Award-winning author Terrie Todd has published multiple stories with the Chicken Soup for the Soul series and served on the editorial advisory board for the anthology Chicken Soup for the Soul: O Canada.
An actress and director for her community theater group, she has also created two full-length plays. Terrie’s debut novel, The Silver Suitcase, was a finalist in the Christian Writers Guild’s Operation First Novel contest for two years running. Her second novel, Maggie’s War, released last month.
Terrie and her husband, Jon, reside on the Canadian prairies and are the parents of three and the grandparents of four.
Have you ever experienced a real life “plot twist” that made your life better?

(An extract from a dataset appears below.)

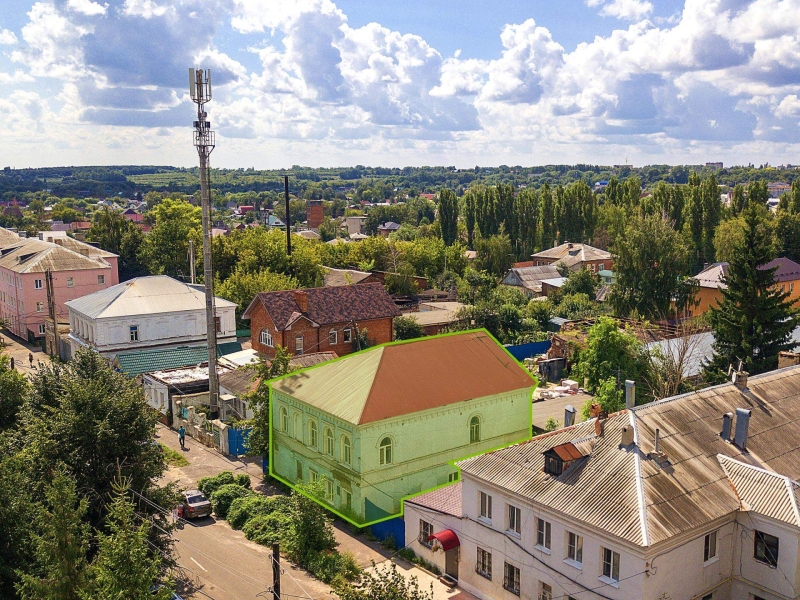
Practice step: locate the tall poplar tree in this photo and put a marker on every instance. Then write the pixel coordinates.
(755, 319)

Several, but for our purposes today I’ll tell about the day I received the call from my agent telling me she’d found a publisher for The Silver Suitcase, my first novel. I had pretty much given up, after six years of rejections. It was the day after my 56th birthday and I thought perhaps God was telling me to forget the dream of being a novelist and stick to column-writing for my hometown newspaper. That phone call was a sweet reminder that God does things in His timing, which is always best. And when He decides to open a dam, He sure does a good job! One year later, I was launching my second novel (Maggie’s War) and had signed a contract for my third (Bleak Landing, releasing in August).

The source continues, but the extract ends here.